In the law, I think I am likely to adopt something of an "implied author" approach to law, one that tries to unite the three intentions. We read from our intent as readers to live in a just and happy world back to the minds of the writers of our laws. How do we accomplish this? Through the medium of the text. The text is what links author to reader.

The effort in reading the law, then, is like the effort in reading literature. It's not a question of simply trying to figure out what a text means (intent of text), or what someone meant by a particular text (intent of author). It's realizing that the brightest minds of past generations have dealt with problems similar to the ones we face and trying to understand how they answered them through the medium of the text. 

I realize that in law school, and even more after law school when I'm grinding through immigration forms or depositions or whatever else it is I'm actually doing, nobody is going to be asking me anything as lofty as what my judicial philosophy is. Nonetheless, I can't help trying, when pouring over textbooks full of the records of past generations trying to figure out fundamental issues in society, to solve the same problems along with them and figure out what I think of those solutions. 

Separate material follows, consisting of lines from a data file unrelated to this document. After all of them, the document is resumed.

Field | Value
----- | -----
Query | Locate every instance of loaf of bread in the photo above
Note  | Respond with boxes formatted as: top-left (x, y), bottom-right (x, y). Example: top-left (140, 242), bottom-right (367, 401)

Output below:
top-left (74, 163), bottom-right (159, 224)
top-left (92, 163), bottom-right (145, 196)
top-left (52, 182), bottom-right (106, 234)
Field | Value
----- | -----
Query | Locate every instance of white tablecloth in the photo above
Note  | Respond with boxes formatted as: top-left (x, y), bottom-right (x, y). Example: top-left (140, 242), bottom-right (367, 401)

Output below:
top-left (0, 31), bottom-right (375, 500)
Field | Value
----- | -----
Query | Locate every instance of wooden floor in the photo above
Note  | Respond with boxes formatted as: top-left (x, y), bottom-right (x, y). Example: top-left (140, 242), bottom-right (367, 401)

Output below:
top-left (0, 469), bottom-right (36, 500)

The future of this blog as a home for literary criticism


I intend to try to still do literary criticism on here. I don't know if that's realistic. Law school is demanding for younger, smarter people than me. For me to try it at my age is possibly foolhardy. Even if I greatly reduce my goals so that I only do Best American Short Stories in a year, that might be too much. I only have so much energy to read and think and write, and any mental resources I use for the blog will be unavailable for law school. Still, I intend to try. These years of literary thinking have left a mark on me that's been obvious from the moment I started reading my first law textbook. 

Even though literature seems to not want me, in the sense that I continually get my work rejected, I still think the discipline of reading critically is one that's worth the effort. I plan to keep trying to make the effort.